それを「コリドー(回廊)」と言っているのは、回廊のように歩く道筋がはっきりしたものにしたいという願いを込めています。専門の研究者をめざす若手の方がキャリアパスを作っていかないといけないことは誰もが知っていますが、どう作ればよいのかは、それほど明確ではありません。
アジア・日本研究所では、それを「見える化」していきたいと思い、回廊のようにはっきりと見える道筋を示すことに努めています。

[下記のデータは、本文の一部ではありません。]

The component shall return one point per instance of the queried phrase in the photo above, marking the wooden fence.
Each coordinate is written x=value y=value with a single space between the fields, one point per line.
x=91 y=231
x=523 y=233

 さて、その一環として「研究重点化プログラム」があって、(Ⅰ)英語論文の執筆、(Ⅱ)国際研究集会の開催、(Ⅲ)国際共著論文の執筆、を支援するようになっています。今回の公募は、これら3つについての公募です。
このうち、(Ⅰ)は英語で執筆して、国際的に発信するということですし、(Ⅲ)は海外の方と共同で論文を執筆して、これまた国際的な発信をするということですから、意義はあらためて説明しなくてもわかるかもしれません。

 それに対して、国際研究集会の開催を支援する、ということに、どんな意味があるのでしょうか。学内には、すでに、国際シンポジウムなどを通じて研究成果を発信することを支援する制度があります。それと、この(Ⅱ)は、どう違うのでしょうか。

 簡単に言うと、国際シンポジウムを主催するのはふつう、教授の先生とか、すでにできあがった研究者です。この(Ⅱ)では、それを、まだ経験の浅い若手にやっていただき、その支援をしたいと思っています。だから、財政的な支援だけではなく、実施にあたってのアドバイスもできるだけします。

 具体的には、若手が国際シンポジウムの中のセッションの1つを組織するか、国際ワークショップを組織するのを支援しています。では、若手がそのような組織をすると、なぜ、キャリアパスにつながるのでしょうか。

 研究業績というと、若手の方は、まず学位、そしてジャーナル論文を思い浮かべます。それは正解です。しかし、それだけでは足りません。現代の研究者とは、自分が研究するだけではなく、研究を組織することができないといけないからです。
そして、組織能力があることを示すには、「単に裏方をやりました」と言うのではなく、研究業績リストに書くことができるような、ちゃんとした研究集会に関して、そのオーガナイザーを務め、それを明記する必要があります。

この(Ⅱ)は、そのような研究を組織する活動を支援することを通じて、若手の方に実績を積んでいただくこと、それを業績リストに書けるようにすること、そして、何よりもセッションやワークショップを組織化することで、世界の研究者たちとのネットワークを作っていただくことを目的としています。

 このような趣旨を汲み取って、奮って応募いただけると、嬉しく存じます。